As prime vacancy rates in the city centre fall below 4%, a new class of landlord and tenant is quietly capitalising on one of Europe's tightest commercial property markets.

By Zurich Business Desk · Published 4 July 2026, 2:54 pm

3 min read

Zurich's Office Market Squeeze Is Creating Unexpected Winners
Photo: Photo by Susanne Jutzeler, suju-foto on Pexels

Vacancy in Zurich's central business district has dropped to roughly 3.8%, according to figures compiled by Jones Lang LaSalle for the first half of 2026 — the lowest reading since before the pandemic and well under the 6% threshold that property economists typically consider a balanced market. For tenants hunting space along Bahnhofstrasse or in the Kreis 1 insurance and banking corridor, that means waiting lists, rising rents, and compromises on fit-out. For a specific group of landlords, refurbishers, and flexible workspace operators, it means something else entirely: a seller's market with no near-term relief in sight.

The tightening did not happen overnight. Zurich shed roughly 15% of its traditional office stock between 2020 and 2024 as ageing buildings in Wiedikon and Aussersihl were converted to residential use under the city's own housing-stimulus ordinances. Meanwhile, net new supply scheduled for delivery this year is running at less than 60,000 square metres across the entire canton — barely enough to absorb the expansion plans of a single mid-sized bank.

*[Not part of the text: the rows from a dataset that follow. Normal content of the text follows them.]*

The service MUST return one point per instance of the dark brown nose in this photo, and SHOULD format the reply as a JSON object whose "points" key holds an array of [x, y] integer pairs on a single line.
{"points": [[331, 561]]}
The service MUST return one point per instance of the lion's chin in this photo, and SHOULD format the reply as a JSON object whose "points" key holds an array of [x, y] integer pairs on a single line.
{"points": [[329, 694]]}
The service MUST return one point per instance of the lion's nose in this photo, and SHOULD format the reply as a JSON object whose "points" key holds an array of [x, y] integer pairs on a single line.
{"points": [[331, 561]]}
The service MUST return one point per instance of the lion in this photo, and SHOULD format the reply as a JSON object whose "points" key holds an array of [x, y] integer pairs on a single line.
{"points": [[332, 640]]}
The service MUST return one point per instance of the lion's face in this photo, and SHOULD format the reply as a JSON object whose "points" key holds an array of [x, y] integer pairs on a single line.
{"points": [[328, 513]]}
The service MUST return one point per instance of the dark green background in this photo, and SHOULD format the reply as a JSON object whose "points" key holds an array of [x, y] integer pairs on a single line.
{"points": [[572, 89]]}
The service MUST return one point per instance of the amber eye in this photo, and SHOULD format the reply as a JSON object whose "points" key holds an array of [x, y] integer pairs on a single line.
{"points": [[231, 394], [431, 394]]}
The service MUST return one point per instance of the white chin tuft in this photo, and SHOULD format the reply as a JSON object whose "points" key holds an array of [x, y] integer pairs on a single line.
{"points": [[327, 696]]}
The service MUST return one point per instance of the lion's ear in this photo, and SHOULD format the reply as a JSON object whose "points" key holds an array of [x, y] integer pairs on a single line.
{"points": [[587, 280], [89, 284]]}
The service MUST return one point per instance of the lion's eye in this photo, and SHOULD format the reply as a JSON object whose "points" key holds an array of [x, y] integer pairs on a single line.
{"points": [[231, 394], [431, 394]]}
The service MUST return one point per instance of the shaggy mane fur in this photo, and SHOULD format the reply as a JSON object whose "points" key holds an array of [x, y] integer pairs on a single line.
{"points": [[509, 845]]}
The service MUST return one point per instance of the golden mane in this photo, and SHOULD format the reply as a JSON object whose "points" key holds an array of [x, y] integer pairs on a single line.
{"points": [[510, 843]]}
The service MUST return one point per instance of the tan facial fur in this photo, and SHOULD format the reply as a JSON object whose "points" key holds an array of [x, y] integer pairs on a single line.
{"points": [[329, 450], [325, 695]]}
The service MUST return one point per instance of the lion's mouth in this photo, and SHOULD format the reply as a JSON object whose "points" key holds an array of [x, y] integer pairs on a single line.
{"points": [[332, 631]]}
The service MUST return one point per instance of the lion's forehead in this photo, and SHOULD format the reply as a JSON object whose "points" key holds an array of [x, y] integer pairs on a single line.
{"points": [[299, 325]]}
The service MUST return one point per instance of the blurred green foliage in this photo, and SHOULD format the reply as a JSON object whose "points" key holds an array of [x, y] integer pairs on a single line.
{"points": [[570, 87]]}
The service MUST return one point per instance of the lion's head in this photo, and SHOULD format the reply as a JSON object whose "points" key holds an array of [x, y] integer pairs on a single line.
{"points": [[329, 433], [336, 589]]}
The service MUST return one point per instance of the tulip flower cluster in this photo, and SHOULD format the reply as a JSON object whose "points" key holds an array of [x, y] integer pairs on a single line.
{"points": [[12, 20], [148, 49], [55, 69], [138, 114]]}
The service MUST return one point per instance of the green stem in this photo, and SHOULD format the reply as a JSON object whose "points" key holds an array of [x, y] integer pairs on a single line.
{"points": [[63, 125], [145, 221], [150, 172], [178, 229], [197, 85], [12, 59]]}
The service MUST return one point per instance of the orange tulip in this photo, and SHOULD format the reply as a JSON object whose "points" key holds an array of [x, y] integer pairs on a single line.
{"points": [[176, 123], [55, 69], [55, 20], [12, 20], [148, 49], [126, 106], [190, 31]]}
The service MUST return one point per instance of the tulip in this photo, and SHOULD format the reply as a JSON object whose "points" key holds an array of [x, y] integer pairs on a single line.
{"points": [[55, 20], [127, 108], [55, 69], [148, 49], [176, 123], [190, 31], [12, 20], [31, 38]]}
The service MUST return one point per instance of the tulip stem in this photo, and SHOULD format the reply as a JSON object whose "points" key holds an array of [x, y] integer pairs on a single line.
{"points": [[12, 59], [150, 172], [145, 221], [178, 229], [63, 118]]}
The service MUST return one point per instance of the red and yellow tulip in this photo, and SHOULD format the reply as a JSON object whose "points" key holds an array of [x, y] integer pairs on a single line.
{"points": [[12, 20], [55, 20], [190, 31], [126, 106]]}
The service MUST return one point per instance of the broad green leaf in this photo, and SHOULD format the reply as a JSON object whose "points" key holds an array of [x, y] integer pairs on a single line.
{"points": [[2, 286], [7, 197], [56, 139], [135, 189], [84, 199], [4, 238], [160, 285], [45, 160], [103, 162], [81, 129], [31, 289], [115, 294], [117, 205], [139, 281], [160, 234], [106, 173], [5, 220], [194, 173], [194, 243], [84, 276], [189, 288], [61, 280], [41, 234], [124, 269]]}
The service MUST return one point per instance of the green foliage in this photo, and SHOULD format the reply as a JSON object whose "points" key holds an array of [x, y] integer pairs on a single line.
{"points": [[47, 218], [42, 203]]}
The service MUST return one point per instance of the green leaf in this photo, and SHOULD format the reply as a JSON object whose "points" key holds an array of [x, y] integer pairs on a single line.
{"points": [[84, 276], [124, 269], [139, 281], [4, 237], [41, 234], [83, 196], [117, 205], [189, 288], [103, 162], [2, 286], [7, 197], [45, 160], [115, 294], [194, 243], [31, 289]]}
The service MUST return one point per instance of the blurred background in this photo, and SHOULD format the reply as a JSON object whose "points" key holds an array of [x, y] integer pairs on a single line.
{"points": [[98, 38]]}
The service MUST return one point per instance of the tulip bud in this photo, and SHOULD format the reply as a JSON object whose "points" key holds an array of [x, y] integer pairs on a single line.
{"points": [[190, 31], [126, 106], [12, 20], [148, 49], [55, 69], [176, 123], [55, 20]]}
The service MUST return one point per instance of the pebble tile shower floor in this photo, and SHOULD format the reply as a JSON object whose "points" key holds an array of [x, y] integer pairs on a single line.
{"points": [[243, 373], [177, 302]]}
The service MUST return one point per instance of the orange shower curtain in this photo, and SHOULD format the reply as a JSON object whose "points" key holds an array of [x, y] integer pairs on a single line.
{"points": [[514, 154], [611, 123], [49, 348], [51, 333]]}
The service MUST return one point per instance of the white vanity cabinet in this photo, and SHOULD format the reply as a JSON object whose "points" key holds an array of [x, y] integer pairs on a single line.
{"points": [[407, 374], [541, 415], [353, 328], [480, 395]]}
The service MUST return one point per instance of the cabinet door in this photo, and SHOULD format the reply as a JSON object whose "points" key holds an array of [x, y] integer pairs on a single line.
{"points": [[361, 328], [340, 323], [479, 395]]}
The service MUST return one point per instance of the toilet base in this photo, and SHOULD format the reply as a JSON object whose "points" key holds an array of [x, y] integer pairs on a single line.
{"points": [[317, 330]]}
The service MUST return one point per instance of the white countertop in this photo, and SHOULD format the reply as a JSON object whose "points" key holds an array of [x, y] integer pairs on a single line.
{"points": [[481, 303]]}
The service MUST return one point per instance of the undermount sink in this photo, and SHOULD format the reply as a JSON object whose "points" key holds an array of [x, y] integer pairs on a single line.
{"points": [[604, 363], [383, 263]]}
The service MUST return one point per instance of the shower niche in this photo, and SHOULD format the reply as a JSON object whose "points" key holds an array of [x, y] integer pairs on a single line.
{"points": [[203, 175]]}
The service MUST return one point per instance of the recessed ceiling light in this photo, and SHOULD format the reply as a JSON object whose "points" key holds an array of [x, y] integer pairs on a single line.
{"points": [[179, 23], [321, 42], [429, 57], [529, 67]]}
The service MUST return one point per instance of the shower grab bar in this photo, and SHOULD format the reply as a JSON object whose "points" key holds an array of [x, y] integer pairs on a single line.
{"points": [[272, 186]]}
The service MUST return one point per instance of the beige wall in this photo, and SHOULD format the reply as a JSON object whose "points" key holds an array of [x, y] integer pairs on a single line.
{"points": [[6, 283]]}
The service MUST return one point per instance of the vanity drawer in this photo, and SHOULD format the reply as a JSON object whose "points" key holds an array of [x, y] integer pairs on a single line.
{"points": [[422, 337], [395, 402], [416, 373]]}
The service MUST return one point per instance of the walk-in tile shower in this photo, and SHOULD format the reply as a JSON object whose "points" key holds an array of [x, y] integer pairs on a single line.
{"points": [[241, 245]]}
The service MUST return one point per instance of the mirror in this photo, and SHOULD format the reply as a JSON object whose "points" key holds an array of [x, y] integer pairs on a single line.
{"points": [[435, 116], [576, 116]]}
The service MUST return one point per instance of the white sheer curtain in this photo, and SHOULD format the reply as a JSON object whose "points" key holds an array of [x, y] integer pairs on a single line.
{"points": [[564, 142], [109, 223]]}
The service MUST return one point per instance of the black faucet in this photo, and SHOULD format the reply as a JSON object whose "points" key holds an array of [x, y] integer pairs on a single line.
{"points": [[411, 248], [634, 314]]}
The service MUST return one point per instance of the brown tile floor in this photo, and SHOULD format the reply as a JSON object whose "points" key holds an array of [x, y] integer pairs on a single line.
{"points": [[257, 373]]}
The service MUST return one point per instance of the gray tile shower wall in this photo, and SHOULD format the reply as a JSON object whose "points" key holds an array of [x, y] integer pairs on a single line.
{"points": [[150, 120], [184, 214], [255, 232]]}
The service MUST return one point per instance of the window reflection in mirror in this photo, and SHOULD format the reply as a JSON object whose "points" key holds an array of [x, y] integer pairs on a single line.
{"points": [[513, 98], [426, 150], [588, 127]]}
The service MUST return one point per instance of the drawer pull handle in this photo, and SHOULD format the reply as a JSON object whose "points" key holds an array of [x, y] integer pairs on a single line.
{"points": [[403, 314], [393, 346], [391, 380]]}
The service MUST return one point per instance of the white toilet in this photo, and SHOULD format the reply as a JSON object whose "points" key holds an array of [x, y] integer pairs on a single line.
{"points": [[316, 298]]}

The combination of constrained supply and steady white-collar hiring from financial services, life sciences, and tech firms operating out of the Zürich-West and Oerlikon districts has pushed prime headline rents above CHF 750 per square metre annually for the first time.

Who Is Already Cashing In

Flexible workspace providers are the most visible beneficiaries. IWG, which operates Regus and Spaces branded centres across the city, quietly signed a new 2,500-square-metre lease on Hardturmstrasse in early May, its third Zurich expansion in eighteen months. Swiss operator Swiss Coworking Alliance says membership enquiries from financial-sector firms — typically the last segment to embrace shared space — rose 34% in the twelve months to June 2026. The logic is simple: a company that cannot secure a five-year conventional lease in Kreis 4 or Kreis 5 can park staff in a serviced centre within weeks, at a monthly cost that, while higher per desk than a conventional lease, requires no capital outlay and no long-term commitment.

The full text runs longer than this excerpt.